Friedberg Mercantile Group, Inc.—a Canadian-based registered futures commission merchant—was fined US $70,000 by the Commodity Futures Trading Commission for having an insufficient amount of funds in its so-called “customer secured account” origin on one day, and for not reporting to the CFTC its deficiency on the same day, as required. According to the CFTC, on February 5, 2013, a Friedberg Mercantile customer requested a transfer of US $300,000 from its so-called segregated account (to support US futures and options) to its secured account (to support non-US futures and options) to cover a margin call. As a result of some erroneous attempted transfers of funds to accommodate the client’s request, the firm had insufficient funds in its customer secured account origin to meet its secured funds obligations to its customers. The following day, to fix this matter, the firm moved funds from its segregated customer account at its bank to its house account there, and then from its house account to its customer secured omnibus account at its carrying firm. However this commingling of customer segregated and house funds in the firm’s house account was also improper, said the Commission. Friedberg Mercantile also did not provide notice to the CFTC of its February 5 customer secured funds deficiency until February 14, instead of on February 5, as required, said the CFTC. Friedberg Mercantile consented to the terms of its sanction.

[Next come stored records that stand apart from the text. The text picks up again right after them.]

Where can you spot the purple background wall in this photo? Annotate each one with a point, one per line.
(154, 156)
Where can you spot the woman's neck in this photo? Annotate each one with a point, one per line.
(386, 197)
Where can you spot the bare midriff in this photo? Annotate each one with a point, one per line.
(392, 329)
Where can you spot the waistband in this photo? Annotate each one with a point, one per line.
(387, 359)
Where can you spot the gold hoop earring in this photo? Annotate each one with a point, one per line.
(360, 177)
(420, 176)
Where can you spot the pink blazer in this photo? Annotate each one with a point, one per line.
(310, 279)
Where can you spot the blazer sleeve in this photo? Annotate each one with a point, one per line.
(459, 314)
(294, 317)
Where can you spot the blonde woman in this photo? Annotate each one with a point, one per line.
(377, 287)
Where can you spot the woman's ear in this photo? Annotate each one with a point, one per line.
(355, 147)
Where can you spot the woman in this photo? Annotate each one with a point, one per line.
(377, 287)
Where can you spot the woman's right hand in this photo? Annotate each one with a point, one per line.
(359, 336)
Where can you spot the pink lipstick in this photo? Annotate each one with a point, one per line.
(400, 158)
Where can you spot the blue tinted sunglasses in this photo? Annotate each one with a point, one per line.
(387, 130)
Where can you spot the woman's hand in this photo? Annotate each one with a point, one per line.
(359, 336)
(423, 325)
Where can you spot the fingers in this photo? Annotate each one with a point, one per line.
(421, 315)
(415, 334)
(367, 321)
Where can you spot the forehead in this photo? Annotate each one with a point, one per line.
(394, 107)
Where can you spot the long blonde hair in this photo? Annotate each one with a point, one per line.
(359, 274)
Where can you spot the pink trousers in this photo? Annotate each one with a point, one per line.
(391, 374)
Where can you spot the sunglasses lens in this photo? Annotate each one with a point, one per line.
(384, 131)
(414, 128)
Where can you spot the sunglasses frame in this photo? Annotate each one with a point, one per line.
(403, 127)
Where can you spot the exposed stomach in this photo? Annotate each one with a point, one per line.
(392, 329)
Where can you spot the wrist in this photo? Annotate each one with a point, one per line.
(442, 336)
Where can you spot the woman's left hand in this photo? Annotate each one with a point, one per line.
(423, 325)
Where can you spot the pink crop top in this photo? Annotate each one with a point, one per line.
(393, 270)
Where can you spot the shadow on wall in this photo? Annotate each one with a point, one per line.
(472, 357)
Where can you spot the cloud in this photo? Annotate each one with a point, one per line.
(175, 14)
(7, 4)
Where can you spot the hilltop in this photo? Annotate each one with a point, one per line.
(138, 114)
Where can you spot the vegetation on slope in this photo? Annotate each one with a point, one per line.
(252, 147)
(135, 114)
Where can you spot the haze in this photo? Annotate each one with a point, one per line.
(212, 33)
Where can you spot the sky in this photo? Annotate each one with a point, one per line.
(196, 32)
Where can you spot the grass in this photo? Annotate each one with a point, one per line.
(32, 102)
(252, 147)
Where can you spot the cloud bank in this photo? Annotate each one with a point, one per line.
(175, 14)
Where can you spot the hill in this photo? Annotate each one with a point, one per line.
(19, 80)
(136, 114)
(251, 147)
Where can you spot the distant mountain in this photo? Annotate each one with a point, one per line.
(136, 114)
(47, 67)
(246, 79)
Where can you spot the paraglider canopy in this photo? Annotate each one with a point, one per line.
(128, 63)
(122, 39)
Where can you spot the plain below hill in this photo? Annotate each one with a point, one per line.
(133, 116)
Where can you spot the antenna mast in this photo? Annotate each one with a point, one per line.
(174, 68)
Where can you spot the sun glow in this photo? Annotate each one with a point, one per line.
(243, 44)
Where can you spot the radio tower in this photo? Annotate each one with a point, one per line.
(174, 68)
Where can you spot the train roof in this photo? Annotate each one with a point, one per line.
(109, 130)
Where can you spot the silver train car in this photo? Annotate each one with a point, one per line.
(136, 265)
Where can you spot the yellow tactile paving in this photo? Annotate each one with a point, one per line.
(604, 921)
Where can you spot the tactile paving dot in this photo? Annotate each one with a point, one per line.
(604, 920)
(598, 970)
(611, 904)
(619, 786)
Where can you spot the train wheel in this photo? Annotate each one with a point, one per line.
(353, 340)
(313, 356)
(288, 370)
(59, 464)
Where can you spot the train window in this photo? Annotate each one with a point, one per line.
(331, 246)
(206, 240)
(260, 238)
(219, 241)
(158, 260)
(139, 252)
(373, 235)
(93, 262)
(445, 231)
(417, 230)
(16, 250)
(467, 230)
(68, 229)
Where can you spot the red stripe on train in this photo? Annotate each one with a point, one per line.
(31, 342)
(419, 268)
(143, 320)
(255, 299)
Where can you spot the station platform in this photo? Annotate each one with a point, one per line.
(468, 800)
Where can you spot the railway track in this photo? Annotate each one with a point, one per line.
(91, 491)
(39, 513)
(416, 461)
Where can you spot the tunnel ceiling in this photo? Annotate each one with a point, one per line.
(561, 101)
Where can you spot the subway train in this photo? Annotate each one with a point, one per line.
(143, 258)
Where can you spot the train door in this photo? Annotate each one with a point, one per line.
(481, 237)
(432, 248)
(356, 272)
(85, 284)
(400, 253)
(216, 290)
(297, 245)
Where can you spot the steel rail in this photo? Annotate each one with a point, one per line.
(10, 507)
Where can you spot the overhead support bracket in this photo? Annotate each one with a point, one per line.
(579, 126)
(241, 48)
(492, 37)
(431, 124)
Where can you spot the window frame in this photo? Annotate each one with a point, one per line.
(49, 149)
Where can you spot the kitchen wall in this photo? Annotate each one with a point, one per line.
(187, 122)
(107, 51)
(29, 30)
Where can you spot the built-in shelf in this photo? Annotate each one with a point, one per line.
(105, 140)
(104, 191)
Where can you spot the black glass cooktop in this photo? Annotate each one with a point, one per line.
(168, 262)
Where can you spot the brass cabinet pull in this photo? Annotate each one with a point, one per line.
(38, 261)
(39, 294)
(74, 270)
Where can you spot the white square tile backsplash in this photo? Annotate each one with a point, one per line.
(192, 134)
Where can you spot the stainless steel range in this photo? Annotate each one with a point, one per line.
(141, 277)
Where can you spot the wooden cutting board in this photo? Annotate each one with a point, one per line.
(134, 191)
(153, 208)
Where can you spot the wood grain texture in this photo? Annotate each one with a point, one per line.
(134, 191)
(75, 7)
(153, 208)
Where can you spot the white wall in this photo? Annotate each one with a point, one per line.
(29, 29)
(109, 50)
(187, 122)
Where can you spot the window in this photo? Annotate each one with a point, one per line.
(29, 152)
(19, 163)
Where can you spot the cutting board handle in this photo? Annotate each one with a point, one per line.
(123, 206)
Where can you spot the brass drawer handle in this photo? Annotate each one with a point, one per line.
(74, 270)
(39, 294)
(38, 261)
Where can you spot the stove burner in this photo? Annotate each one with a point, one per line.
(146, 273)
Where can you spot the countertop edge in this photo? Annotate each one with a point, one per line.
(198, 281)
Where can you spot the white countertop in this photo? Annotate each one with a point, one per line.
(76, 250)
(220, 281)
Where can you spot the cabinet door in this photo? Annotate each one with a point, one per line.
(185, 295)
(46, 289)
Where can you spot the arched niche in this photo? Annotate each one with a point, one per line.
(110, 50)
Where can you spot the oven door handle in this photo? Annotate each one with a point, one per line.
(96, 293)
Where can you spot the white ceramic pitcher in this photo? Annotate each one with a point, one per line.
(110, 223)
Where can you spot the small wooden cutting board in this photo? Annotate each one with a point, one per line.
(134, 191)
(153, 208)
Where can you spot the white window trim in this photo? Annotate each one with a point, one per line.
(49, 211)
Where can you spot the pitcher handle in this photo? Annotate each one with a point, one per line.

Compliance Weeds. This is the latest in a series of CFTC enforcement actions related to violations of its customer protection rules. The CFTC has indisputably put the industry on notice that, no matter what the cause or duration—even if the error was clearly clerical, it will sanction registrants for infractions. At a minimum, FCMs should augment their checks and balances to detect potential customer protection rules violations and regularly review their processes to help ensure that no prior mistakes have been made.